It’s 1 a.m & all I can think about is how I’m never gonna get a second chance. How I screwed up so much. How I didn’t do the one thing i know I should’ve done. There are certain things that I can no longer undo or things I can no longer say. I don’t know if I’m ever gonna feel tis way or if I should. Maybe it wasn’t meant too last.
One of the many things I learned at a young age is that even if the moment isn’t right you should always speak whats on your mind. Never go leaving something unsaid in the end you’re only hurting yourself. I learned that sometimes you will say something but it will come out all wrong & you’ll stutter & walk away embarrassed wincing as you play it all back in your head. But I think the words you stop yourself from saying are the ones that will haunt you the longest.
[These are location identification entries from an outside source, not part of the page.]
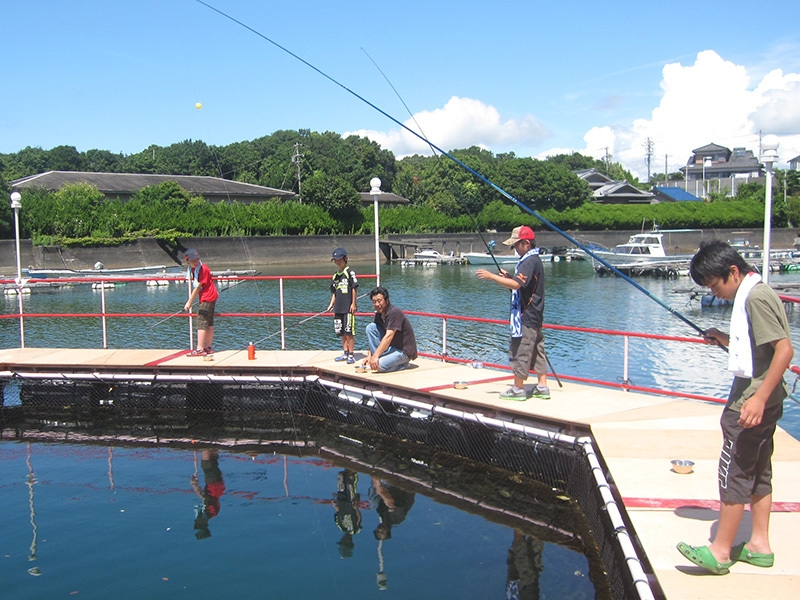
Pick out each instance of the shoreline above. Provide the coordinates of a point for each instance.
(249, 252)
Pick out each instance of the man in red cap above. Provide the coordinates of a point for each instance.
(526, 351)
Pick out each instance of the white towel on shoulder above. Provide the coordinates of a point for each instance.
(740, 353)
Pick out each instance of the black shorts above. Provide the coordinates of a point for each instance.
(745, 463)
(344, 324)
(526, 353)
(205, 315)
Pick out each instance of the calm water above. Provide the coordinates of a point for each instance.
(575, 296)
(125, 523)
(104, 522)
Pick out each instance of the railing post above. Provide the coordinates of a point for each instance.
(20, 285)
(283, 328)
(626, 341)
(103, 312)
(191, 325)
(444, 338)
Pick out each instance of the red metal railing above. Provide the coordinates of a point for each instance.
(104, 315)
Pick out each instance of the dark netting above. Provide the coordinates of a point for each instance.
(307, 413)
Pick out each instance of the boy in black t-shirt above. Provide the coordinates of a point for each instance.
(344, 287)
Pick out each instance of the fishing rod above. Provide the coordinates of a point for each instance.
(491, 245)
(464, 166)
(293, 325)
(175, 314)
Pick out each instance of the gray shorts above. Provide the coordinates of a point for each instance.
(344, 324)
(526, 353)
(745, 463)
(205, 315)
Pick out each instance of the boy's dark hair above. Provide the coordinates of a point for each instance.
(379, 290)
(715, 259)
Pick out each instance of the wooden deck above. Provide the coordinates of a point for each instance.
(636, 435)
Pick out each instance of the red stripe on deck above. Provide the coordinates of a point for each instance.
(445, 386)
(674, 503)
(164, 359)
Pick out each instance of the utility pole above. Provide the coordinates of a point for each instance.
(296, 158)
(648, 155)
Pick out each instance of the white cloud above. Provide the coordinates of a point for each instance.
(709, 101)
(461, 123)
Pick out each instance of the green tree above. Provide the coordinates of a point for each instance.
(334, 194)
(65, 158)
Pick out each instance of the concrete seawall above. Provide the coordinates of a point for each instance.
(265, 250)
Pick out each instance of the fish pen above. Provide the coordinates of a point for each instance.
(553, 484)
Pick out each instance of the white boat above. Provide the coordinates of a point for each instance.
(429, 256)
(641, 249)
(96, 272)
(484, 258)
(546, 254)
(753, 253)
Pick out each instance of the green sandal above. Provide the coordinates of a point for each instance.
(702, 557)
(756, 559)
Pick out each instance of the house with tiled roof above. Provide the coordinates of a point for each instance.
(608, 191)
(594, 178)
(713, 161)
(621, 192)
(673, 194)
(124, 185)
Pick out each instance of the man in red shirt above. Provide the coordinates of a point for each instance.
(204, 286)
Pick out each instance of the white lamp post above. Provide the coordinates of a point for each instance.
(706, 163)
(16, 204)
(769, 155)
(375, 184)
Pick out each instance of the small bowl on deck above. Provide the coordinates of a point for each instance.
(684, 467)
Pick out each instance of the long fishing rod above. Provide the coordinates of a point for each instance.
(175, 314)
(293, 325)
(490, 246)
(464, 166)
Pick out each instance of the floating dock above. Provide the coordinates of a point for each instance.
(636, 436)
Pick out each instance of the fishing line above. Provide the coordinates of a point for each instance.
(490, 246)
(467, 168)
(293, 325)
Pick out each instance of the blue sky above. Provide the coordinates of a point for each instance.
(530, 77)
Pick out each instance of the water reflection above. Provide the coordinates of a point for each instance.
(441, 525)
(347, 504)
(210, 494)
(102, 543)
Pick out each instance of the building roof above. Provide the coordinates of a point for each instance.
(126, 184)
(711, 148)
(619, 192)
(593, 177)
(674, 194)
(384, 198)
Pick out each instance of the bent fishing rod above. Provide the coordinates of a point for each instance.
(464, 166)
(490, 246)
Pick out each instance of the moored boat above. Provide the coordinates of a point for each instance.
(100, 271)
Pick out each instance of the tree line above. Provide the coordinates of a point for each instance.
(332, 171)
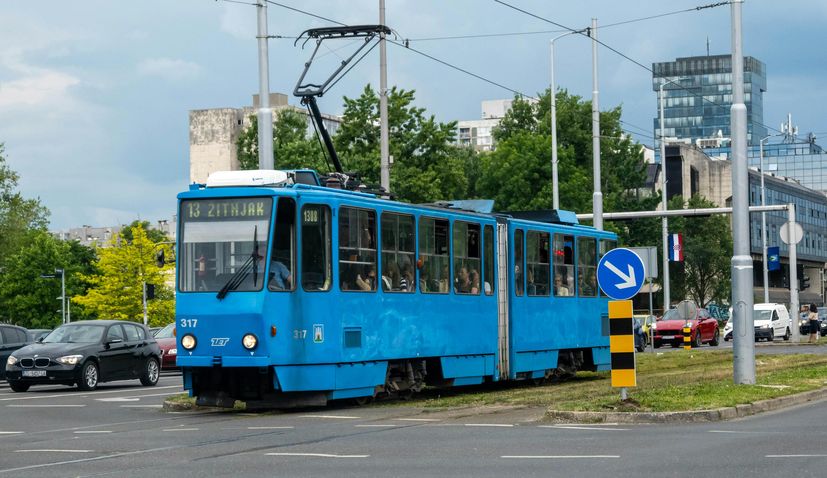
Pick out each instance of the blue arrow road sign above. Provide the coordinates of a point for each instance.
(620, 273)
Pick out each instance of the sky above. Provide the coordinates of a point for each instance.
(95, 94)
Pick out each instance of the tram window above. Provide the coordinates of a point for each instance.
(586, 265)
(467, 255)
(315, 247)
(398, 253)
(490, 260)
(357, 249)
(563, 265)
(537, 263)
(283, 256)
(434, 259)
(519, 265)
(606, 245)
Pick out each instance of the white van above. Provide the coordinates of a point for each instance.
(771, 321)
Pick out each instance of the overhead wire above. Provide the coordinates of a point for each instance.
(614, 50)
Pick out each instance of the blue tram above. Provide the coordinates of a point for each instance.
(291, 293)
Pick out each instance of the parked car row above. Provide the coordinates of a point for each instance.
(83, 353)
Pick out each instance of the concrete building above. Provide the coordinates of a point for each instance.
(478, 134)
(690, 171)
(698, 95)
(213, 134)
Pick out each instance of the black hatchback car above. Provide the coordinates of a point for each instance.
(87, 353)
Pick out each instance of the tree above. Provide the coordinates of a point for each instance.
(292, 147)
(29, 299)
(704, 276)
(427, 165)
(18, 215)
(116, 289)
(517, 175)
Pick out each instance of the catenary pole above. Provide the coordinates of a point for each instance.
(597, 197)
(266, 159)
(385, 175)
(664, 222)
(743, 336)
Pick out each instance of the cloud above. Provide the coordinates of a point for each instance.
(169, 69)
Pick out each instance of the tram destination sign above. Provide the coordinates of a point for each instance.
(235, 209)
(620, 273)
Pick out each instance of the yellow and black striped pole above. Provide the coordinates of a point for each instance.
(687, 337)
(622, 344)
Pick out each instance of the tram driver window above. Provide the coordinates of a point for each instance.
(586, 266)
(433, 260)
(282, 257)
(537, 263)
(315, 250)
(563, 265)
(357, 249)
(398, 253)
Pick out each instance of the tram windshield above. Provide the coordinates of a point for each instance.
(218, 240)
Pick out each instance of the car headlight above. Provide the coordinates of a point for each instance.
(249, 341)
(188, 342)
(69, 359)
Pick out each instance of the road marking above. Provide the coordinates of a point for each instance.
(546, 457)
(31, 396)
(796, 456)
(317, 455)
(343, 417)
(502, 425)
(53, 451)
(570, 427)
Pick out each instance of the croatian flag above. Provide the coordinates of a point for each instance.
(676, 247)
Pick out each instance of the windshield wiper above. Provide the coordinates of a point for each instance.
(240, 274)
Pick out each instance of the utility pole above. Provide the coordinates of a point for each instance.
(265, 114)
(385, 174)
(743, 336)
(664, 220)
(597, 197)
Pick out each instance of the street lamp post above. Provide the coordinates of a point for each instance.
(554, 178)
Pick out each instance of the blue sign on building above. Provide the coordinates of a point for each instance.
(620, 274)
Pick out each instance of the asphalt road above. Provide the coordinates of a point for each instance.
(120, 430)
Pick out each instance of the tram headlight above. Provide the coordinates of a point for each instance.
(249, 341)
(188, 342)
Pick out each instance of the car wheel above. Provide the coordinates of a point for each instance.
(88, 376)
(18, 386)
(151, 372)
(716, 339)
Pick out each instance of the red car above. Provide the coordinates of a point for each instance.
(669, 329)
(166, 340)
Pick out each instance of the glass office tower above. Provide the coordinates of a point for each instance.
(698, 95)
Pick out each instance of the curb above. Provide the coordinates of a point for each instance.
(697, 416)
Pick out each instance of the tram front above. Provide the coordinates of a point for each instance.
(226, 259)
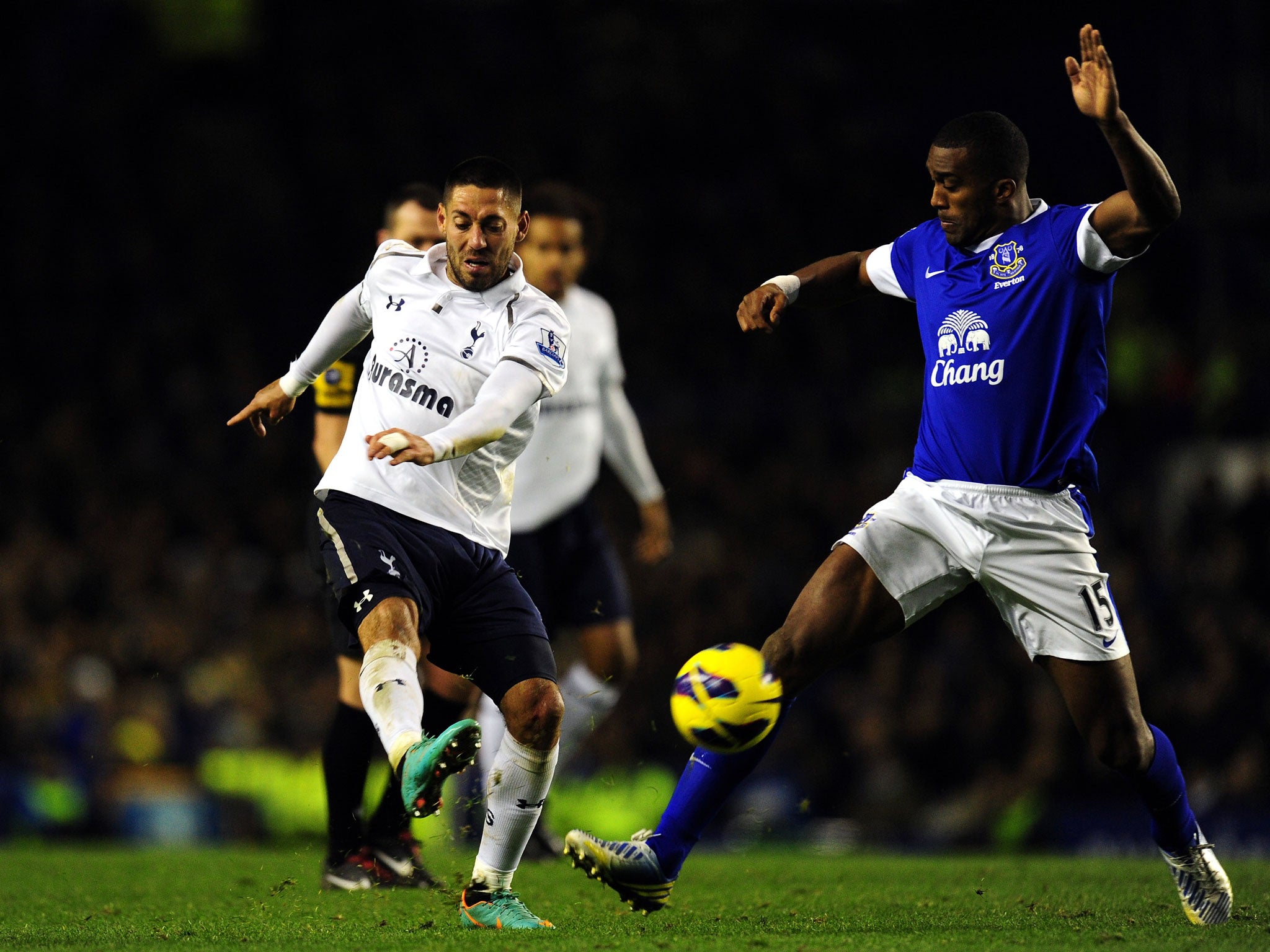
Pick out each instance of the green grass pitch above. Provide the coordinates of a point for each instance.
(106, 897)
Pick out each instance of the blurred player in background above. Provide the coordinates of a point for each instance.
(417, 517)
(561, 550)
(381, 852)
(1013, 298)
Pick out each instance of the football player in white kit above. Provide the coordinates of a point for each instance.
(1013, 298)
(561, 550)
(379, 851)
(417, 507)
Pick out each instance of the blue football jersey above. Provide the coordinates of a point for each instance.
(1013, 330)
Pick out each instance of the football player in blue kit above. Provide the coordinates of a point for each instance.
(1013, 299)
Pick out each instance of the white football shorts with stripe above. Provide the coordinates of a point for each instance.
(1029, 550)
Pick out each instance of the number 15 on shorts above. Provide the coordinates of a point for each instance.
(1098, 602)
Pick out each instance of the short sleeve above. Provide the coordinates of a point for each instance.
(540, 340)
(1094, 252)
(882, 272)
(890, 267)
(333, 390)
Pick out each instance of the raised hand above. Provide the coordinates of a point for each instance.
(269, 407)
(1093, 77)
(399, 447)
(761, 309)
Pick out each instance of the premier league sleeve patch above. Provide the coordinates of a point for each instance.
(551, 347)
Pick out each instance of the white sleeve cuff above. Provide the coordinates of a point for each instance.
(293, 384)
(882, 273)
(1094, 252)
(788, 283)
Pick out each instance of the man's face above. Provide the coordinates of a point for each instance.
(969, 205)
(554, 255)
(482, 229)
(414, 224)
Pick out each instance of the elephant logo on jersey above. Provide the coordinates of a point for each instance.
(962, 332)
(551, 347)
(468, 351)
(1008, 260)
(411, 355)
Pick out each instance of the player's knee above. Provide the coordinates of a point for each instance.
(1123, 746)
(394, 619)
(791, 655)
(534, 710)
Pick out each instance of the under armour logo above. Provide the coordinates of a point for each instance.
(468, 351)
(389, 560)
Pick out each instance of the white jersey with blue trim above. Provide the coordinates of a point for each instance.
(1013, 330)
(435, 346)
(587, 420)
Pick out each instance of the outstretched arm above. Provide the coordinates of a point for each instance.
(1128, 221)
(825, 283)
(342, 329)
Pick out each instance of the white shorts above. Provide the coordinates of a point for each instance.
(1029, 550)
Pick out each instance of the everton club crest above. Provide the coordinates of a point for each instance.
(1008, 260)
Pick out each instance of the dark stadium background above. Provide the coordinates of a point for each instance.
(198, 180)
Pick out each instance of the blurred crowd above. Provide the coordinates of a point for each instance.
(156, 601)
(164, 604)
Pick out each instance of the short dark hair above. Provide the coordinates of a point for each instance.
(486, 172)
(558, 200)
(419, 192)
(997, 148)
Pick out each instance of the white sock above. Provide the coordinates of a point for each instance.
(587, 702)
(389, 684)
(515, 791)
(492, 728)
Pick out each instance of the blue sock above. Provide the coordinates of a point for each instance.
(1163, 791)
(705, 783)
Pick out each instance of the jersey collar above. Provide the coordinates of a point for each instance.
(1039, 207)
(494, 298)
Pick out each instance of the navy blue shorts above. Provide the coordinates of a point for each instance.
(572, 570)
(335, 628)
(478, 619)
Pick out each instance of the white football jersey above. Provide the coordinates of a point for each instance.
(433, 346)
(562, 462)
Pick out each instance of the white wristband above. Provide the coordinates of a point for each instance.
(293, 385)
(788, 283)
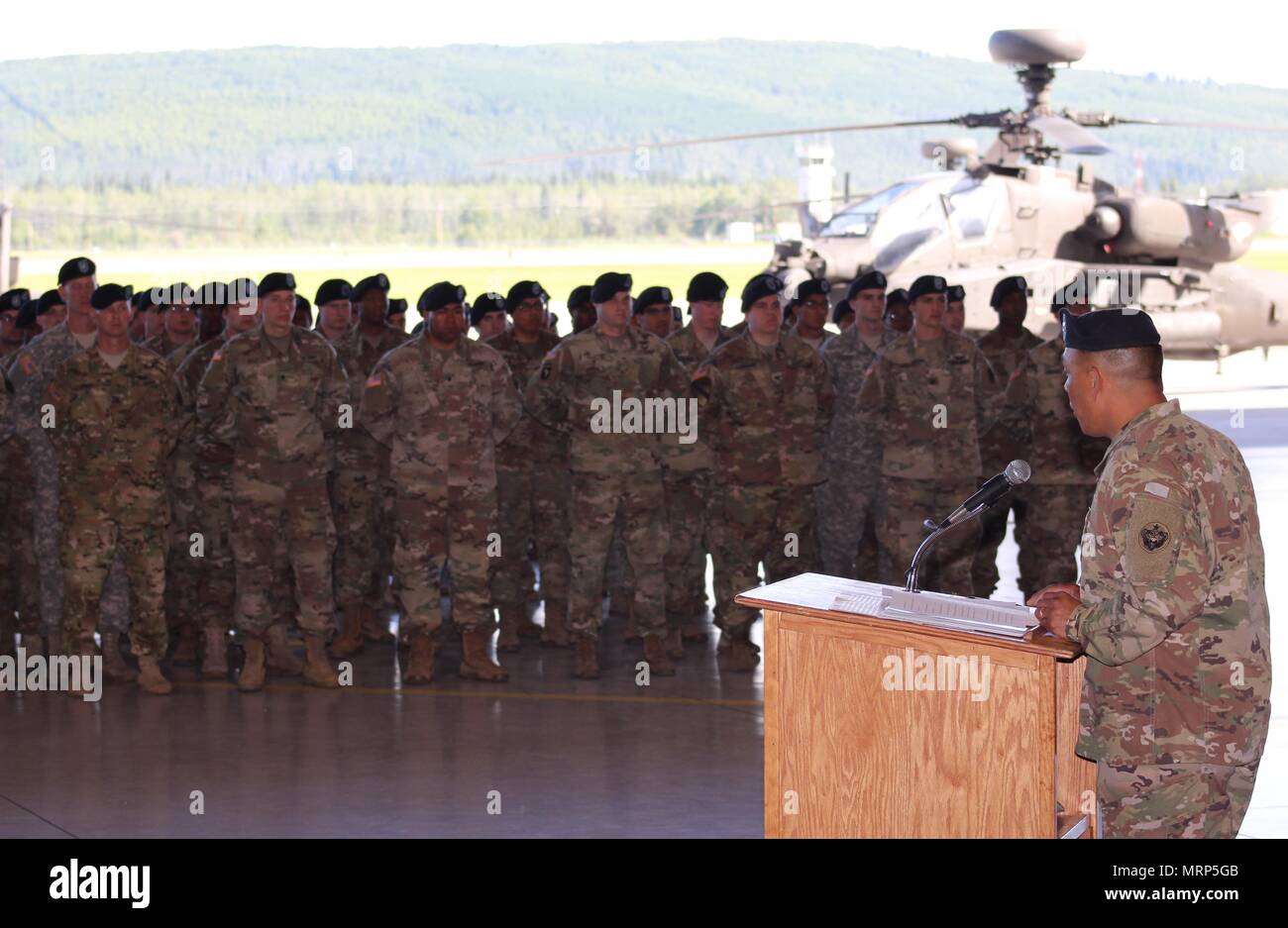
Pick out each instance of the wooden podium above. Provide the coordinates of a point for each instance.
(859, 747)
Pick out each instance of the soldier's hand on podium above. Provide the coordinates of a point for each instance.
(1055, 604)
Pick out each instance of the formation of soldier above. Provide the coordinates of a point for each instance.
(281, 472)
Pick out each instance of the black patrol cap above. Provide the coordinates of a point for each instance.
(811, 287)
(333, 290)
(609, 284)
(874, 279)
(14, 299)
(77, 266)
(524, 290)
(927, 283)
(108, 293)
(652, 296)
(1107, 330)
(1008, 286)
(278, 279)
(759, 287)
(707, 287)
(488, 303)
(442, 293)
(361, 287)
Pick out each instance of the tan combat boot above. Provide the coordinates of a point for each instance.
(281, 658)
(252, 678)
(420, 666)
(151, 679)
(655, 653)
(114, 665)
(349, 640)
(476, 663)
(555, 634)
(511, 617)
(214, 660)
(317, 669)
(585, 665)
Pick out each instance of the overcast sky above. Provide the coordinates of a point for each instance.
(1224, 42)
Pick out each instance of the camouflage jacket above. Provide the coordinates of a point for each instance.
(114, 432)
(271, 407)
(441, 413)
(531, 442)
(930, 402)
(1173, 615)
(767, 412)
(590, 385)
(1042, 425)
(849, 446)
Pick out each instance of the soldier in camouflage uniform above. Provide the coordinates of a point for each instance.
(846, 503)
(930, 394)
(616, 464)
(442, 403)
(274, 395)
(1005, 347)
(114, 428)
(532, 486)
(1063, 459)
(30, 373)
(687, 476)
(769, 403)
(1171, 605)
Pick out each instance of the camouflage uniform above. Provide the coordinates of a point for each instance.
(30, 372)
(997, 448)
(690, 499)
(532, 490)
(114, 430)
(614, 473)
(1064, 461)
(930, 400)
(846, 502)
(1176, 628)
(767, 412)
(442, 415)
(277, 409)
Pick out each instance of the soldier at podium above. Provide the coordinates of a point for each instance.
(1171, 604)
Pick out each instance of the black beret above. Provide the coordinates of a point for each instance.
(374, 282)
(77, 266)
(439, 295)
(270, 283)
(331, 290)
(606, 286)
(1008, 286)
(488, 303)
(652, 296)
(759, 287)
(874, 279)
(1106, 330)
(811, 287)
(524, 290)
(48, 300)
(14, 299)
(927, 283)
(108, 293)
(707, 287)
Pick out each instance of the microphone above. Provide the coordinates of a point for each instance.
(993, 489)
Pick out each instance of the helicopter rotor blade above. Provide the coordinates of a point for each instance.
(711, 140)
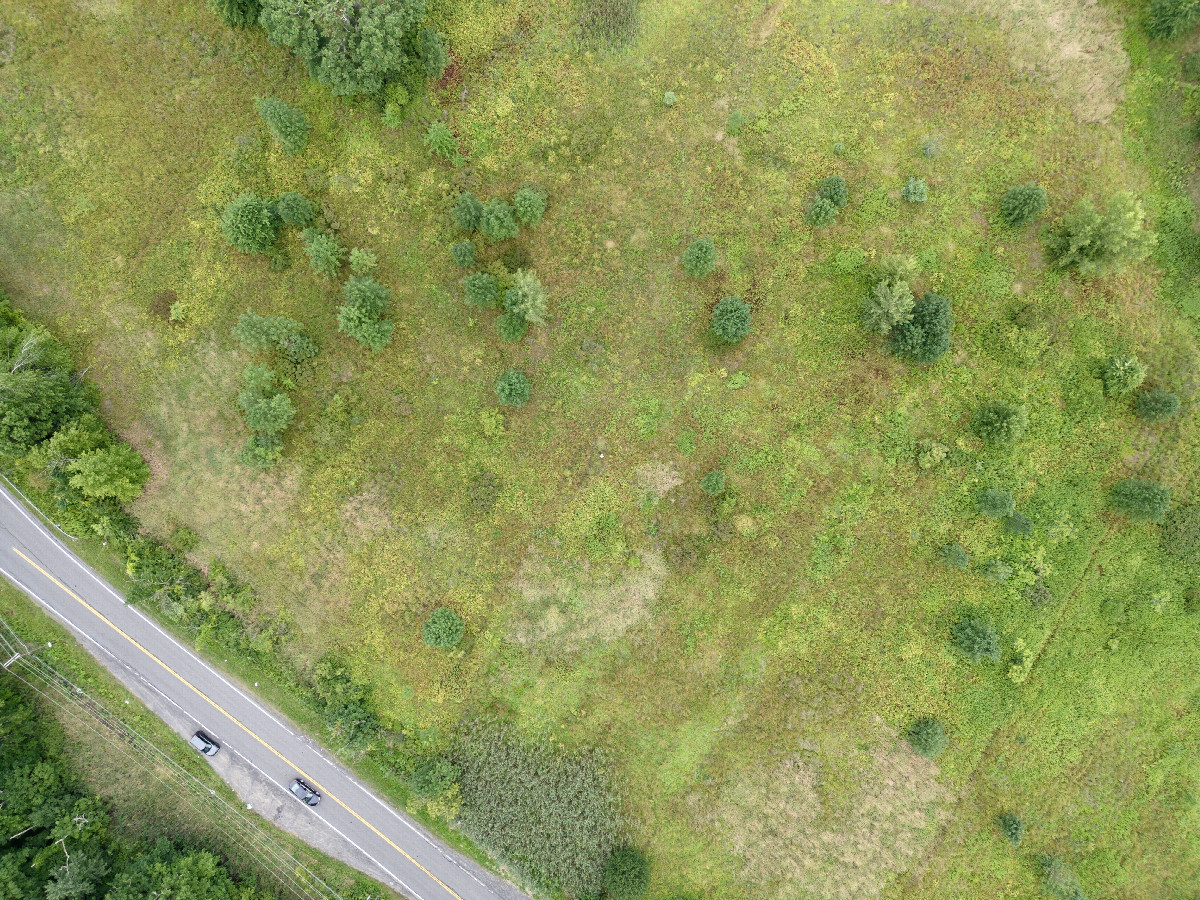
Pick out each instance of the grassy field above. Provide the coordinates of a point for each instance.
(747, 661)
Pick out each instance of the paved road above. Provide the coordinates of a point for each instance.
(351, 822)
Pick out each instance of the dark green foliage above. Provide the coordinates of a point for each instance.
(288, 125)
(1140, 499)
(1092, 243)
(1156, 405)
(295, 209)
(731, 319)
(925, 337)
(976, 639)
(361, 316)
(547, 811)
(353, 47)
(700, 257)
(251, 225)
(237, 13)
(513, 389)
(1001, 424)
(995, 503)
(463, 253)
(928, 738)
(480, 289)
(627, 875)
(1021, 204)
(444, 629)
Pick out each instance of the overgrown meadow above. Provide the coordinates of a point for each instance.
(739, 570)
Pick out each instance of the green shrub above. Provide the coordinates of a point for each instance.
(1140, 499)
(928, 738)
(976, 639)
(916, 190)
(463, 253)
(700, 257)
(1156, 405)
(627, 875)
(1001, 424)
(529, 205)
(995, 503)
(251, 225)
(1021, 204)
(925, 337)
(497, 222)
(888, 305)
(325, 255)
(1092, 243)
(288, 125)
(295, 209)
(1122, 376)
(731, 319)
(444, 629)
(467, 211)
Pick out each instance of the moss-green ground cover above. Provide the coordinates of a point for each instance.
(747, 659)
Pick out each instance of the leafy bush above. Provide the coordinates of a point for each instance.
(1001, 424)
(513, 389)
(325, 255)
(529, 205)
(295, 209)
(976, 639)
(1122, 376)
(995, 503)
(928, 738)
(925, 337)
(1092, 243)
(1156, 405)
(1140, 499)
(627, 875)
(251, 225)
(700, 257)
(497, 222)
(1021, 204)
(550, 813)
(916, 190)
(731, 319)
(888, 305)
(288, 125)
(361, 315)
(444, 629)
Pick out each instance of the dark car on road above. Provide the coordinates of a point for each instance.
(304, 792)
(205, 744)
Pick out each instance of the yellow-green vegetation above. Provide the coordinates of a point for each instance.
(744, 569)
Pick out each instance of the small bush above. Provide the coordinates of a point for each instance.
(295, 209)
(288, 125)
(529, 205)
(731, 319)
(928, 738)
(916, 190)
(976, 639)
(463, 253)
(1001, 424)
(1122, 376)
(444, 629)
(1156, 405)
(513, 389)
(995, 503)
(627, 876)
(1021, 204)
(251, 225)
(1140, 499)
(700, 257)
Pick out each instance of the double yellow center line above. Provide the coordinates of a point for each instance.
(216, 706)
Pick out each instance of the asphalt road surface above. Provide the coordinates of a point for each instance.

Timing is a funny thing ya know? Sometimes we will say something when we feel like it’s the right moment but someone ends up getting hurt or taking it the wrong way Or might be too much for some people.
Lately what I’ve begun to fear the most is letting the moment pass without saying anything. I think most of us fear reaching the end of our looking back at the moments we didn’t speak up. I know I do. I think you should. You don’t want to have a chorus of resounding voices saying “I could’ve but it’s too late now”. I think you deserve to look back at your life & know that you decided to do or say something. Knowing that you did & gave it all that you could.
If you can’t say it to them. Write it in a letter you’ll never send or in a book millions might read someday. Say it to yourself in a mirror. Whatever it is you have to say chances are someone else is gonna want to say them to. So why not you be the one to. This is al made up of words I didn’t say when the moment was right in front of me. Telling them what I meant to tell them in person.
To the girl who stole everything & nothing of mine. To the man who made my world dark for a while. To the beautiful boy who took my heart & completely shattered it. To my first love who I never thought would be a complete stranger. To the girl who only made promises but only broke them. To a group of people who tried to break me. This for all of you the people who all had one thing in common it was leaving.
I may never get to tell you this in person but I realized I don’t have to, to say what I want you to know. There is a time for silence there is time for waiting your turn. But if you know how you feel & you so clearly know what you need to say you’ll know it.